1. Understand the Client’s Internal Decision-Making Process
One of the most common reasons for delays is that you’re talking to the wrong person or haven’t fully mapped out the client’s decision-making process.
- Have an upfront, open conversation about how decisions the decision will be made. Questions like, “Who else needs to approve this?” or “Are there other stakeholders involved?” can save you from surprises later on. Hold a decision-meeting and ensure everyone who needs to be there is there. This should play a part in understanding whether it’s worth you crafting a proposal at all.
2. Identify and Engage the Budget Holder Early
In many organisations, the person championing your project is not the one who controls the budget. This is especially true in larger firms where procurement departments, CFOs, or finance committees often have final say.
- Before investing too much time in a proposal, ask about the budget approval process: “Can we involve your finance team now to ensure the budget will be approved?”.
- Consider providing financial models or ROI calculators that speak directly to the concerns of finance teams.
3. Break Down Proposals Into Phases
A common objection from clients, especially when budgets are tight, is the size or cost of a proposed project. You might hear something like, “We’re not ready to commit to the full project just yet.”
- Instead of pushing for the entire scope upfront, offer to phase the project into smaller, digestible pieces. Once they see tangible results, they’ll be more likely to approve the next phase. This incremental approach reduces perceived risk and can accelerate decision-making.
4. Set Clear Decision Timelines
One of the most effective ways to avoid endless delays is to establish a firm decision-making timeline right from the start. This helps eliminate the ambiguous “We’ll get back to you” response that often leads to extended periods of uncertainty.
- Before you send your proposal, agree with your client on when they will make a decision. Use language like: “Let’s reconvene in two weeks to review and make a final decision, whether it’s a yes or a no.”. If they are unwilling to commit to a timeline, it’s a red flag that they may not be serious about moving forward.

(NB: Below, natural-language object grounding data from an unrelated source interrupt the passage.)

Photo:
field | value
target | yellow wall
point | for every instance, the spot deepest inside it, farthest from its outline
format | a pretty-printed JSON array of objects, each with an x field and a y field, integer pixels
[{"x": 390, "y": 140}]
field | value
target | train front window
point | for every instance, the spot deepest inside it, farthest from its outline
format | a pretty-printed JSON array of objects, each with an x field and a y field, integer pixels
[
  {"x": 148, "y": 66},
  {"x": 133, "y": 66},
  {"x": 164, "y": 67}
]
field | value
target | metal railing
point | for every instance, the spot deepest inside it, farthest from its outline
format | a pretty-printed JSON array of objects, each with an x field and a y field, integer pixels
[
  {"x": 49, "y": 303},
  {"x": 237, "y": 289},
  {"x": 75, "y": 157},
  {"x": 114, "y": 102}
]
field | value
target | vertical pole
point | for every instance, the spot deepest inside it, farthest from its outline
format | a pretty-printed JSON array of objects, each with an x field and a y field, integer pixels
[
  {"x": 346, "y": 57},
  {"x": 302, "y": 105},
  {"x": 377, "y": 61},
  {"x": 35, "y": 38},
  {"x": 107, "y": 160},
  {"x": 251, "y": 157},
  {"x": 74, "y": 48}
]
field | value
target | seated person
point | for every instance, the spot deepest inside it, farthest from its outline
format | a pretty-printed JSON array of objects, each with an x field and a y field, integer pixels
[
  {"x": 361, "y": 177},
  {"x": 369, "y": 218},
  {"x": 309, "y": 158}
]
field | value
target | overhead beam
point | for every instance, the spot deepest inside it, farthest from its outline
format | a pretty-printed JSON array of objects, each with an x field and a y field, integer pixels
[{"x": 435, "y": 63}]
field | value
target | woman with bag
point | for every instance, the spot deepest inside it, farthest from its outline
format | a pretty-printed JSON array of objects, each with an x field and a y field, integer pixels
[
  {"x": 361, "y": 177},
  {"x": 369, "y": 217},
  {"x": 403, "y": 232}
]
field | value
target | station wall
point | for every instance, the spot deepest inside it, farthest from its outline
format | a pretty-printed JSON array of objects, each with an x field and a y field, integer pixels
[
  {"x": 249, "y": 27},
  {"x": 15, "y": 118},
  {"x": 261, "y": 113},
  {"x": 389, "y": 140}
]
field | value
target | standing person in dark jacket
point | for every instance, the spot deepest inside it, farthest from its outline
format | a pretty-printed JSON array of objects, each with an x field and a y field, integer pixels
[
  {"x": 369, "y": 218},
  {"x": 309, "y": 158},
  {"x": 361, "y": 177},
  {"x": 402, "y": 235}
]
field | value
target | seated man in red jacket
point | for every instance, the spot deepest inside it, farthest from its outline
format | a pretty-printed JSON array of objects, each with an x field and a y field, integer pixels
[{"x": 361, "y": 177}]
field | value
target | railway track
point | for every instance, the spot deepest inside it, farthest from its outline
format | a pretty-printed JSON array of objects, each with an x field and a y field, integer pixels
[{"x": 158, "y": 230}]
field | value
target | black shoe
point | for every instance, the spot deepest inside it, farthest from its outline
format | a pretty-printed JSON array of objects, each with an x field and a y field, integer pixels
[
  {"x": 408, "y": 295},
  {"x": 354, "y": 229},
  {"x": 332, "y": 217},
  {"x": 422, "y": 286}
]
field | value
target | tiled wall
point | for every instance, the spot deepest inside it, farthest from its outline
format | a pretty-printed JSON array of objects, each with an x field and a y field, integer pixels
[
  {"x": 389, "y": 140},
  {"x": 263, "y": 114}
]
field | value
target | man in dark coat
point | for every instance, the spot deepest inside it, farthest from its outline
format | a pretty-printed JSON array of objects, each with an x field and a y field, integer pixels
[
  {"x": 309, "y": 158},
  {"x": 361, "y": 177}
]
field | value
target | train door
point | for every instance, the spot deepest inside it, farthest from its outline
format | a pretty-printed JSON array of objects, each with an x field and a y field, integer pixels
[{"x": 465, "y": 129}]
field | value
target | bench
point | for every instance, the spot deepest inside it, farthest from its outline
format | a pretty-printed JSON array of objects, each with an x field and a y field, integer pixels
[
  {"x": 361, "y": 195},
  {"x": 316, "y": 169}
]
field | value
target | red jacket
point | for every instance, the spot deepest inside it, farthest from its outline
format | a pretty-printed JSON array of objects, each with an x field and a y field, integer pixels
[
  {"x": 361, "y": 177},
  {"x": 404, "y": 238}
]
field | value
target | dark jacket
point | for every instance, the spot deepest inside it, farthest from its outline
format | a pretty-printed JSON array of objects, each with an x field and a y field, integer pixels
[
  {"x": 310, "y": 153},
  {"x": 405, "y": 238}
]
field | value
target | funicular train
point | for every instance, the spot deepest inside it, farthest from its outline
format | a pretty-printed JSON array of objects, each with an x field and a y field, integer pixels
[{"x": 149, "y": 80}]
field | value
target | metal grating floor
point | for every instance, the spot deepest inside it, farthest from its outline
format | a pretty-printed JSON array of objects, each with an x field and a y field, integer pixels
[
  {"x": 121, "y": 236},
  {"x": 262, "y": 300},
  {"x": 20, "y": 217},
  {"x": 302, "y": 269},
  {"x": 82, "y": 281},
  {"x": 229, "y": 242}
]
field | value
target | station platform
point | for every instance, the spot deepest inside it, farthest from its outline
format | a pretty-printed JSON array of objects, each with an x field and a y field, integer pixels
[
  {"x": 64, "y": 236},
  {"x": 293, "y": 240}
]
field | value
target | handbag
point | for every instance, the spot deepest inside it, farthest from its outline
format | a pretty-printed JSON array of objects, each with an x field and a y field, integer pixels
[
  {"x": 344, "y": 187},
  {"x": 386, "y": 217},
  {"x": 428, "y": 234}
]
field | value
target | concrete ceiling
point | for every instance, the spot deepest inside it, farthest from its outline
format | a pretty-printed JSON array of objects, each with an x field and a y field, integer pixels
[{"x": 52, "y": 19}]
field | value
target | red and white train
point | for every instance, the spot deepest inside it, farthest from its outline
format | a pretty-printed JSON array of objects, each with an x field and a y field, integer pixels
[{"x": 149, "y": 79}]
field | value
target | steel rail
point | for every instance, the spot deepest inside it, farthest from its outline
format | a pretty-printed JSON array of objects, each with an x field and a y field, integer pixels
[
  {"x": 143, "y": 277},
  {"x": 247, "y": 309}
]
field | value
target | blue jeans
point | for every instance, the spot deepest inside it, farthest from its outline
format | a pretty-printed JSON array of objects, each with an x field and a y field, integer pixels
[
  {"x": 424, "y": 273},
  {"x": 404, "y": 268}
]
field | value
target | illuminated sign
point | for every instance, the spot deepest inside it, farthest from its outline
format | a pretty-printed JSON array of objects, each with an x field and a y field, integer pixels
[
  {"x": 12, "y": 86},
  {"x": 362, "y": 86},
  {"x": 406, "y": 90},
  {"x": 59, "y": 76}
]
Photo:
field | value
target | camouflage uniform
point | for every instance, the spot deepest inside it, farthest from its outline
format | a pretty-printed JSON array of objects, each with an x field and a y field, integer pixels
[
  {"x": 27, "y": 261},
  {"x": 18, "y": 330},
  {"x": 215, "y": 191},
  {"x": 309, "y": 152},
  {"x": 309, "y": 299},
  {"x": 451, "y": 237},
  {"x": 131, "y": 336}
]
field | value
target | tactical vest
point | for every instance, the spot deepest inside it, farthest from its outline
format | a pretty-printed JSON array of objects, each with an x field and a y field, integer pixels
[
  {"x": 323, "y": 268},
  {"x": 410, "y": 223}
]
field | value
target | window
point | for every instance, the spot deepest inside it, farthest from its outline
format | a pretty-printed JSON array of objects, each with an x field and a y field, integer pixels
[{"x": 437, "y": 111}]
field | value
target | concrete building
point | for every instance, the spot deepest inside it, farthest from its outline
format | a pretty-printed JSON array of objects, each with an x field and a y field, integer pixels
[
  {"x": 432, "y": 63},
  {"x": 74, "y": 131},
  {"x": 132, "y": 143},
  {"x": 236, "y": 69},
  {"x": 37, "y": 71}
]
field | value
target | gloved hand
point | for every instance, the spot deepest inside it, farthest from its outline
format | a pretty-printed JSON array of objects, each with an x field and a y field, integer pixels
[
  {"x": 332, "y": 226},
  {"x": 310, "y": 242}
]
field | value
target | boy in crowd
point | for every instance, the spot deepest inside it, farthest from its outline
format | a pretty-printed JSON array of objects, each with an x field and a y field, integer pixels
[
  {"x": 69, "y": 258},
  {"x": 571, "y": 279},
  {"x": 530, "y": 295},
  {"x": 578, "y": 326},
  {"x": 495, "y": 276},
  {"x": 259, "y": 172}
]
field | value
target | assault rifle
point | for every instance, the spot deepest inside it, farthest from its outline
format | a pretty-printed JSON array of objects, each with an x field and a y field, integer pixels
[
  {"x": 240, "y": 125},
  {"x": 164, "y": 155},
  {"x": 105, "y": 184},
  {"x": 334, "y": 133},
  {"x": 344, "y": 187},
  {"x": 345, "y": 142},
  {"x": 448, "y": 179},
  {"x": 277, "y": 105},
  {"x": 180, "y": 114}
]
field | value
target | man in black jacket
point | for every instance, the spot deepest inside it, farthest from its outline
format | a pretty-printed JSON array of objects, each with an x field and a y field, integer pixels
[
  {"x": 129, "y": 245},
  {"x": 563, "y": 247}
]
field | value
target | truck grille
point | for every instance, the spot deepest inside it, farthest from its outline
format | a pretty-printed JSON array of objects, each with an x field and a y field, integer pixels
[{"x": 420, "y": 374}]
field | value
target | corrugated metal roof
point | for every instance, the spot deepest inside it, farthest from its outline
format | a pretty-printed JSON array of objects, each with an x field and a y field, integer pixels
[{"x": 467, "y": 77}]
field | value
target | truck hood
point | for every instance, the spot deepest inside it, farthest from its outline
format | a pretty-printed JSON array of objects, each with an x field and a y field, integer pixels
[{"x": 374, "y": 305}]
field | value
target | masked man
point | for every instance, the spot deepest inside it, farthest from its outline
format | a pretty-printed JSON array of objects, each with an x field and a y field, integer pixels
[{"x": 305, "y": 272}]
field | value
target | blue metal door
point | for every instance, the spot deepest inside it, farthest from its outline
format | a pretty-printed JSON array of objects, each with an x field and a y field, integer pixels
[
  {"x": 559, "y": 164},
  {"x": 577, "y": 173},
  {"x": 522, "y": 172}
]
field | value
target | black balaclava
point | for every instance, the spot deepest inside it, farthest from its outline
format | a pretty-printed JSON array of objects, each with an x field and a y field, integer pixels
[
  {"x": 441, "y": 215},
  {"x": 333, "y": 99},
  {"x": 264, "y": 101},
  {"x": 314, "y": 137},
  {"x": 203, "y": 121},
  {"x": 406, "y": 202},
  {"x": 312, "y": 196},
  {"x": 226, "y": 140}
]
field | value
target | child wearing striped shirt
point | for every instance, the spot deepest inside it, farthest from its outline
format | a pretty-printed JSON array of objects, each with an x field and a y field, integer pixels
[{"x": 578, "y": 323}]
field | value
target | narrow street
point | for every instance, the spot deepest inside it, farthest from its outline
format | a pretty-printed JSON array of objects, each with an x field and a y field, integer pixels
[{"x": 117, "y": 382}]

5. Tailor Your Content for Different Stakeholders
In recent years, more decision-making power has shifted to CFOs, especially in large organisations. It’s no longer enough to have the support of operational or marketing teams; your proposal also needs to speak the language of finance. CFOs are focused on risk, cost control, and return on investment, so your proposal must reflect these priorities.

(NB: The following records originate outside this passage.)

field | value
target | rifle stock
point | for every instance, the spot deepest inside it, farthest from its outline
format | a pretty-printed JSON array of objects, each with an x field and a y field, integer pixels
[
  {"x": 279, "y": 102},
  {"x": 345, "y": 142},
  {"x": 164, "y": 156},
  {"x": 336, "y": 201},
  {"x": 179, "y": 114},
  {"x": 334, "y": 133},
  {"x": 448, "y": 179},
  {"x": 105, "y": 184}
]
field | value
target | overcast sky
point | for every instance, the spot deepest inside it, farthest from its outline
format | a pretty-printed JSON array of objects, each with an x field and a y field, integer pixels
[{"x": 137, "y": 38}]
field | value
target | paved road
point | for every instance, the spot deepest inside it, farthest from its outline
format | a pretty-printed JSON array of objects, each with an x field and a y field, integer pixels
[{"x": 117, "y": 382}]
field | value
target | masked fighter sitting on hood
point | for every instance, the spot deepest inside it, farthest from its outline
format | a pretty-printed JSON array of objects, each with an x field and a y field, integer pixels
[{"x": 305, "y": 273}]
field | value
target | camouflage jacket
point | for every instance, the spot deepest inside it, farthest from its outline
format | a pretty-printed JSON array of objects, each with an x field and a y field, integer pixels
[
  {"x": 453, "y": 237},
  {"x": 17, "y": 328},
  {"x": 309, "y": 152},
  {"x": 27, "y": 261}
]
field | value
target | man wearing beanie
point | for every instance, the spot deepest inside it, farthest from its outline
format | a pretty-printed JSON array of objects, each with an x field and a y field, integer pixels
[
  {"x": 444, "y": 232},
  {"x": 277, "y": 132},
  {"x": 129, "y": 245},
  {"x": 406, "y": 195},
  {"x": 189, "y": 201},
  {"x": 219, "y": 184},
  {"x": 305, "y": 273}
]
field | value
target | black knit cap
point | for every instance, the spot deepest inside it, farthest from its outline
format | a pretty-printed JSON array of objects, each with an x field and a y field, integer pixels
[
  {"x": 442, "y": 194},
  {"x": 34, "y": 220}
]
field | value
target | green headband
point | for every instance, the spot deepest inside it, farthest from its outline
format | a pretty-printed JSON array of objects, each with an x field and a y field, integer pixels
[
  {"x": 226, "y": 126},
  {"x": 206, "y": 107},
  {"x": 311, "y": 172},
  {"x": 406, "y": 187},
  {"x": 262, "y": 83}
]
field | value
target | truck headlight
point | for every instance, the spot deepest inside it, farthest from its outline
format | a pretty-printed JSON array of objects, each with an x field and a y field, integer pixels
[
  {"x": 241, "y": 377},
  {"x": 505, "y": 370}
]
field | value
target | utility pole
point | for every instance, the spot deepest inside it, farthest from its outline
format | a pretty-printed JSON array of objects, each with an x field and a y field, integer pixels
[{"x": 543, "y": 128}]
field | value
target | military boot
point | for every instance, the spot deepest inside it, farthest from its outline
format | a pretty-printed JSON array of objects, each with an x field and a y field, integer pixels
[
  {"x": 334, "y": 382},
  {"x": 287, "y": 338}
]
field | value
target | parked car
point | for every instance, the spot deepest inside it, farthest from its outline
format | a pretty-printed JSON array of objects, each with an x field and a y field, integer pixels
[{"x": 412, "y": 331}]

- Provide financial justifications, detailed cost-benefit analyses, and demonstrate how your solution either saves money or generates measurable value. If necessary, include a specific section in your proposal aimed directly at the CFO, showcasing the project’s financial impact.
- You might even offer to meet with the CFO directly to answer any questions about cost and return. Engaging finance early and often can prevent budget issues from derailing your deal at the last minute.
6. Keep Proactive Touchpoints
Once a proposal has been sent, it’s easy for clients to go quiet.
- Schedule regular check-ins that add value. For example, send over industry insights, case studies, or relevant research that could help your client make an informed decision.
- However, adjust time invested based on the likelihood (and potential spend). Don’t waste your time chasing dead leads. If the client isn’t ready to decide in the near future, agree on a more extended follow-up schedule.
7. Ask for Preferred Supplier Status
Becoming a preferred supplier means you’ve cleared the internal hurdles of procurement and are pre-approved for future projects, which can fast-track your deals.
- If you find yourself frequently working with the same client but struggling to close bigger deals, it might be time to ask: “What do we need to do to become a preferred supplier?”
- Many firms wait until procurement approaches them about preferred supplier status, but by asking early, you can accelerate the process and avoid lengthy approval cycles in the future.
8. Accept When a Client Isn’t Ready
It’s important to recognise when a client simply isn’t ready to buy.
- If you determine that they’re not ready, be gracious, set a follow-up for a later date, and move on.
- Be sure to include an assessment of ‘why?’ in your loss/win reviews.
9. Consider a Review of Your Services
If multiple decision-makers and can-kicking is becoming a common feature of your work, consider reviewing your service offerings:
- How might you adjust your services to ensure that the buying process is easier?
- Having a single role for decision-making makes selling so much easier.
- This might be considering your value proposition; project cost; or marketing material.
In summary, these tactics might help you. However, do bear in mind that in consulting, especially in today’s market, uncertainty and indecision is often simply part of the game. You can take a horse to water, but your best bet is to have a thirsty horse in the first place.